Indikator yang dimaksud Sri terlihat pada kembali kontraksinya beberapa jenis pajak. Salah satunya, Pajak Penghasilan (PPh) 21 atau pajak karyawan yang sempat mengalami pertumbuhan positif 12,28 persen pada Juni. Pada bulan lalu, jenis pajak ini kembali tumbuh negatif 20,38 persen.
Begitupun dengan PPh badan yang kontraksi 45,55 persen pada akhir Juli. Padahal, pada Juni, tingkat kontraksinya sudah berada pada level 38 persen. Sri menuturkan, realisasi ini menggambarkan tekanan luar biasa yang masih dialami korporasi Indonesia.

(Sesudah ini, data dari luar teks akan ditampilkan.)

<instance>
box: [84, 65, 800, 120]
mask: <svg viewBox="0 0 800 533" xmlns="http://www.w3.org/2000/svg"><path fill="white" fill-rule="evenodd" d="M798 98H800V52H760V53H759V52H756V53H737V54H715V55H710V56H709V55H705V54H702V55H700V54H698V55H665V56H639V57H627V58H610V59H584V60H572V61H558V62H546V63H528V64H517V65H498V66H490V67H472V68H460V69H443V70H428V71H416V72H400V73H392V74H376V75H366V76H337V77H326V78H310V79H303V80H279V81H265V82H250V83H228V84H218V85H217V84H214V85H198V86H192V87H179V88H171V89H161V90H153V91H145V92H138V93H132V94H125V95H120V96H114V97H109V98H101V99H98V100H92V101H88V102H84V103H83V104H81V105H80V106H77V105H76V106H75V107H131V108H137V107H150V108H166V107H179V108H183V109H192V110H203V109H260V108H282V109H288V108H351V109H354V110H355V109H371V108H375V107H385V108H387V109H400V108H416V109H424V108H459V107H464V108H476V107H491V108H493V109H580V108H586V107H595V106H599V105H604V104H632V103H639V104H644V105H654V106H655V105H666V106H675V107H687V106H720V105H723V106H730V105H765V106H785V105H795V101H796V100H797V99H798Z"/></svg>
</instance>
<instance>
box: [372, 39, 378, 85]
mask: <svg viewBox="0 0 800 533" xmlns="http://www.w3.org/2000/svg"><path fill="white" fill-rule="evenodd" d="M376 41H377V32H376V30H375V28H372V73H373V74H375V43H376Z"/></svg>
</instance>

Indikator lain yang disebutkan Sri adalah impor bahan baku. Merujuk data Badan Pusat Statistik (BPS), impor bahan baku pada Juli tumbuh negatif 34,46 persen (yoy), lebih dalam dibandingkan Juni yang kontraksi 13,27 persen (yoy).
Tekanan lebih dalam terlihat pada impor barang modal. Pada bulan lalu, kinerja impor ini tumbuh negatif 29,25 persen, memburuk signifikan dibandingkan realisasi Juni yang masih tumbuh positif 2,63 persen.
Sri mengatakan, sejumlah indikator tersebut menggambarkan, tren pemulihan di sektor produksi masih belum berjalan dengan stabil. "Mereka masih dalam tahap dini untuk melihat, apakah tren ekonomi menuju zona positif," tuturnya.
Kuncinya konsumsi dan investasi
Melihat berbagai faktor yang ada, pemerintah memproyeksikan ekonomi Indonesia dapat tumbuh antara minus 1,1 persen hingga positif 0,2 persen sepanjang 2020. Sri menuturkan, kunci utamanya adalah pertumbuhan konsumsi dan investasi.
Apabila dua indikator tersebut masih tumbuh di zona negatif, Sri menilai, ekonomi Indonesia akan sulit untuk masuk dalam zona netral nol persen. Prediksi tersebut disampaikannya di tengah kerja keras pemerintah yang sudah all out dari sisi belanja.
Sri menuturkan, fokus utama pemerintah saat ini adalah mengembalikan konsumsi dan investasi ke zona positif pada sisa dua kuartal ini. Sebelumnya, pada kuartal kedua, masing-masing indikator itu tumbuh negatif 5,51 persen dan 8,61 persen.
Dari sisi investasi, Sri mengatakan, Presiden Joko Widodo telah meminta ke beberapa menteri untuk fokus melihat indikator investasi. Diharapkan, investasi sebagai salah satu penyokong pertumbuhan ekonomi Indonesia dapat mulai pulih, setidaknya tumbuh mendekati nol persen. "Ini sangat berarti," katanya.
Untuk mendorong konsumsi, pemerintah berharap banyak pada dampak pemberian bantuan sosial. Meski masih tidak sempurna dalam pendataan, Sri mengatakan, transfer bantuan ke masyarakat dapat membantu mereka untuk berbelanja.